After German unification the Catholic Center Party developed into the most stable political force in the Reichstag. It won between 90 and 105 seats, with 23–26 percent of the popular vote, in every Reichstag election from 1874 to 1912. Although its voters were drawn almost exclusively from the Catholic milieu, the party was able to avoid other parties’ heavy dependence on particular classes, regions, or doctrines. Championing the autonomy of the federal states, civil and religious liberties, and adherence to the constitution, the party’s program from 1871 stressed justice rather than denominational affiliation as the “basis of governance.” After bitter conflicts with Bismarck during the Kulturkampf (“cultural struggle”) of the 1870s, by the mid-1880s relations with the government were normalized. Even before that point the Center had become adept at allying with either Right or Left, with Bismarck or the opposition, depending on its own priorities.

Program of the Catholic Center Party’s Reichstag Caucus (late March 1871)

Source

“Iustitia fundamentum regnorum” [“Justice is the basis of governance.”]

The Center Party caucus in the German Reichstag has put forth the following principles for its activities:

1. The basic character of the Reich as a federative state shall be preserved; accordingly, those efforts that aim at changing the federative nature of the Reich constitution shall be counteracted; and no more self-determination or autonomous activities of the individual states shall be sacrificed than are irrefutably required for the interests of the whole.

2. The moral and material welfare of all levels of society is to be promoted as much as possible; the party shall strive for the constitutional establishment of guarantees toward the civic and religious freedom of all citizens of the German Reich, and particularly, for the protection of religious communities.

3. According to these principles, the caucus debates and decides on all issues being discussed in the Reichstag, though without individual members being barred from diverging from the decision of the caucus when they cast their vote in the Reichstag.

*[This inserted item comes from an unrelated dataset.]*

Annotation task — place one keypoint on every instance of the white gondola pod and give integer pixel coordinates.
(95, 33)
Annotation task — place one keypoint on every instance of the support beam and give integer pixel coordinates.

Source: Karl Bachem, Vorgeschichte, Geschichte und Politik der deutschen Zentrumspartei, 9 vols., vol. 3. Cologne: Bachem, 1927, pp. 137–38; reprinted in Felix Salomon, ed., Die deutschen Parteiprogramme, vol. 1, Vom Erwachen des politischen Lebens in Deutschland bis zur Reichsgründung 1871, eds. Wilhelm Mommsen and Günther Franz, 4th ed., Leipzig and Berlin: B. G. Teubner, 1932, pp. 166–67.